Stock futures were rising sharply Tuesday morning, after a three-day decline that robbed the of 9 percent of its value. Traders are crediting the Chinese central bank's move to cut rates for the early and powerful bounce. But according to Tom Lee of Fundstrat Global Advisors, history indicates that a sharp move higher may be due.
Lee wrote in a Tuesday note that there have been 11 previous times when the S&P 500 fell 9 percent or more in three sessions. And in the week that followed, the market rose 9 out of 11 times, for a median return of 6.9 percent.
A one-week time period appears to be the sweet spot for a bounce. The market only rose the next day 73 percent of the time, albeit for a median return of 3.9 percent. And in the three months after those dramatic three-day declines, stocks only saw a median return of 7.7 percent (just mildly higher than the one-week gain).
"Usually, a waterfall decline marks the end of a correction," Lee advised.
However, this one-week trick has not worked every time—and when it fails, the outcome can be wrenching.
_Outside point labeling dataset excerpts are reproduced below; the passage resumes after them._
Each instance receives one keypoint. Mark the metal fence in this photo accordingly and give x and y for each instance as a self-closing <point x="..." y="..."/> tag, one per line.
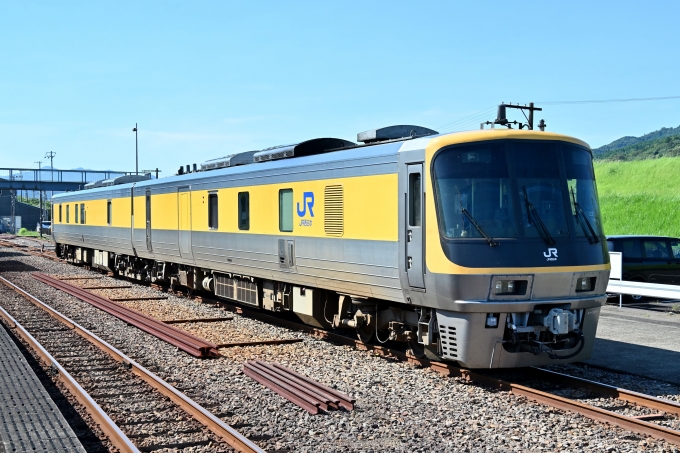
<point x="54" y="175"/>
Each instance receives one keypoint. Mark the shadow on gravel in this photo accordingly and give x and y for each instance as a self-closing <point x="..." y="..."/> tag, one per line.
<point x="646" y="361"/>
<point x="15" y="266"/>
<point x="87" y="438"/>
<point x="5" y="254"/>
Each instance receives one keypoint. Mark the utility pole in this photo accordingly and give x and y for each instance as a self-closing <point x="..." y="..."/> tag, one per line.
<point x="40" y="191"/>
<point x="50" y="156"/>
<point x="134" y="129"/>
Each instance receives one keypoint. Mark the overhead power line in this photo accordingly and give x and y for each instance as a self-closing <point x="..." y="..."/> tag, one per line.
<point x="603" y="101"/>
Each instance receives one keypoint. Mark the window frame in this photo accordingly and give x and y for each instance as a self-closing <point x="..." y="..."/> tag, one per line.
<point x="213" y="217"/>
<point x="243" y="225"/>
<point x="283" y="192"/>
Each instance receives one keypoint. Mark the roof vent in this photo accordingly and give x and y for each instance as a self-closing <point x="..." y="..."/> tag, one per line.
<point x="308" y="148"/>
<point x="394" y="133"/>
<point x="231" y="160"/>
<point x="124" y="180"/>
<point x="95" y="184"/>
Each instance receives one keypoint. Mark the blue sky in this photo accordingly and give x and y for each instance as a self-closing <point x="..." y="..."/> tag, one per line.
<point x="208" y="78"/>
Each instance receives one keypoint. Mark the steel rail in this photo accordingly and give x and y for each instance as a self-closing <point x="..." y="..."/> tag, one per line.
<point x="108" y="427"/>
<point x="594" y="413"/>
<point x="631" y="423"/>
<point x="189" y="343"/>
<point x="648" y="401"/>
<point x="213" y="423"/>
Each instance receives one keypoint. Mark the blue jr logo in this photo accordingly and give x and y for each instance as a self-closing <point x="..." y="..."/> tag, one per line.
<point x="307" y="202"/>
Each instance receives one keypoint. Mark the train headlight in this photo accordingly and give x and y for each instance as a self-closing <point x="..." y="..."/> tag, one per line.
<point x="585" y="284"/>
<point x="505" y="287"/>
<point x="491" y="320"/>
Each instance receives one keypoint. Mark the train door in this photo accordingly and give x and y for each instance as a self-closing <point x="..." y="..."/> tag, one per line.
<point x="414" y="226"/>
<point x="184" y="211"/>
<point x="148" y="220"/>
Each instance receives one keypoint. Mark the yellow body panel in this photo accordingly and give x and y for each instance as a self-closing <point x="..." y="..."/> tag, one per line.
<point x="370" y="209"/>
<point x="436" y="260"/>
In October 1987, the market followed its first three-day decline by falling 12.2 percent over the next week. And in October 2008, with stocks already collapsing, a three-day drop was followed by a 5.1 percent one-week fall. The three-month return that time was even worse, at negative 14.5 percent.
Yet the generally bullish Lee doubts this 9 percent drop will resemble 1987 or 2008, given the relatively robust state of the economy and arguably reasonable level of market valuations.
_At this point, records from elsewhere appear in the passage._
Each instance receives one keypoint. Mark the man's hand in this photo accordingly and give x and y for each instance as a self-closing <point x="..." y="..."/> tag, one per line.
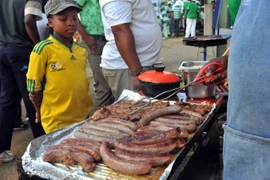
<point x="136" y="84"/>
<point x="215" y="78"/>
<point x="91" y="43"/>
<point x="38" y="118"/>
<point x="36" y="99"/>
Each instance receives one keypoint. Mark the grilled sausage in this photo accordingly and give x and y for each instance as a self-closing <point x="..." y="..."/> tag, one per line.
<point x="100" y="128"/>
<point x="162" y="128"/>
<point x="81" y="135"/>
<point x="58" y="155"/>
<point x="104" y="134"/>
<point x="163" y="119"/>
<point x="81" y="141"/>
<point x="85" y="160"/>
<point x="117" y="126"/>
<point x="159" y="112"/>
<point x="162" y="136"/>
<point x="92" y="151"/>
<point x="190" y="128"/>
<point x="126" y="145"/>
<point x="129" y="124"/>
<point x="121" y="165"/>
<point x="156" y="159"/>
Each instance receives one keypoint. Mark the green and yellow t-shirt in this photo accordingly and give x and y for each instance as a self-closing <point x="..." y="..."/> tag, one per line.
<point x="60" y="72"/>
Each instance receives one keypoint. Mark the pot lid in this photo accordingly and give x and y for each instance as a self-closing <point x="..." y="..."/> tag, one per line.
<point x="159" y="76"/>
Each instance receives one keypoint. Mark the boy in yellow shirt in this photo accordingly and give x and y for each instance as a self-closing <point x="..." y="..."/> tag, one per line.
<point x="57" y="78"/>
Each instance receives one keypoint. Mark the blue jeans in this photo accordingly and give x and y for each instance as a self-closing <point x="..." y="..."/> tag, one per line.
<point x="13" y="63"/>
<point x="246" y="152"/>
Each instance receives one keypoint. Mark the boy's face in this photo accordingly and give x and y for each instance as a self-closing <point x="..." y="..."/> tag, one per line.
<point x="65" y="23"/>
If one doesn't see the U.S. falling into recession, then, Tuesday could present a compelling buying opportunity for the short-term oriented.
The "speed of recovery" is "proportional to [the] decline," Lee wrote Tuesday.
Similarly, Jason Goepfert of Sentiment Trader found that the S&P tended to rise a mean of 4.3 percent the day after dropping 8 percent in three days within six months of a three-year high.